Use Video Re-Engager to Retarget Facebook Users in Custom Audiences

Author: Casey Cornett
Posted: Sep 15, 2016

Topics: Social Media

Video, what a great marketing tool in the belt  taking your product or service and fully displaying it to the world. You make this beautiful visual, you put it in front of an audience that will hopefully care, then sit back and watch the phone ring.

 

Sadly, it’s not 1997 anymore, and as soon as you hit the export function in AdobeiMovie or something fancier the fun has really just begun. What you sit back and wait for now is the data. That sweet, sweet digital data.
Everyone talks about digital data as if it is some mythical creature that few have actually seen. “Can it track (insert anything)?” someone will ask, and a savvy marketer will it follow it up with “Yes,” before the question is even out of the detective’s mouth.

“But, are you sure it can…” “Yes, it can, and it will.”

Data, what a beast. Its definition is as vague as the results of a 2008 QR code campaign, but its power is seemingly limitless – that is, if you actually know what to look for. Let’s take a look at one of the most non-discussed ways to use data as it pertains to video. For the sake of having a name, let’s call it the “Video Re-Engager.

If you’re familiar with the term remarketing/retargeting then you’ll catch on pretty quickly. If not, let me try to sum it up with this example: retargeting is when you browse some bedazzled shoes on Amazon.com and then for the next two weeks you see nothing but those shoes shown in ads all over the internet. You are being “retargeted” based on an action you took (looking at those shoes) and also because of an action you didn’t take (purchasing those shoes). By browsing at those shoes the shoe company knows that you are somewhat interested in those size 11s, but for some reason or another you decided to switch over to Yahoo Sports and check your Fantasy Football draft rankings and not purchase the shoes. The shoe company will continue to pay (approx. $0.01 per impression) to show you those shoes until you ultimately purchase them or tweet about how annoyed you are for that ad following you around. Make sense?

Now, imagine if that happened to you from a video you watched on Facebook. That’s the video re-engager. You watch videos (to some extent) all the time online. Especially on social. Want to see that cat video compilation of the cucumbers scaring the cats? Just keep watching and let the data add up. Did an Old Spice video randomly just show up in your Facebook feed and you can’t help but watch? It’s time for the video re-engager to start doing its thing.

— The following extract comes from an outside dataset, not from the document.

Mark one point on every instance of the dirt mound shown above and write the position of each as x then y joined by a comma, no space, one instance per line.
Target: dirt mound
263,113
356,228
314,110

The amount of time you sit there and watch a video (let’s label that a "Dwell metric"), the more data being gathered on you. As an advertiser you HOPE that every penny you send out on that video is worth it, but let’s be honest, all impressions aren’t equal, and all video views aren’t equal either. If you uploaded a 30-second video and someone watches it for 3 seconds, and another for 25 seconds, which one was more interested? Which viewer would you put money behind to advertise to again?

Facebook-Video-ReEngager-Screenshot.png

In the Old Spice example, Old Spice hit a home run with some of its tracked video views (those who watched the 50%-95% of the whole video) and missed the mark on the others (those who watched for 1-3 seconds and then kept scrolling). What should a savvy marketer do? Simply report on the video views and say, “Hooray! We got 2,100 video views!” No, a savvy marketer would say, “Ok, from the 2,100 video views how many actually showed interest and watched for more than just a few seconds? How many watch at least half of the video (850 did. 850 people watched that commercial voluntarily without scrolling on)?” This is where people at large are missing the mark. They simply pop the confetti on the video view numbers as a whole and don’t look at the follow-up.

With the Video Re-Engager you are able to retarget those who watched a certain percentage of your video.

What is Old Spice’s next ad going to be?

  1. More targeted. It will only re-target to the 850 people who watched the whole 30 seconds of the video.
  2. MUCH cheaper ad buy. We have less impressions to buy now, but extremely more targeted impressions because we know they have shown interest.
  3. More direct copy. “Take the next step with Old Spice. (link)” “Want to stay dry? Pick up some Old Spice near you. (map of locations near the user)” “Did you like our video? We thought so. What was your favorite part?”

Don’t run a video ad, and then run a video ad, and then run a video ad…

Run a video. Look at the data. Re-Engage.
Run a video. Look at the data. Re-Engage.
Run a video. Look at the data. Re-Engage.

You owe it to your dollars. Not to Zuckerberg.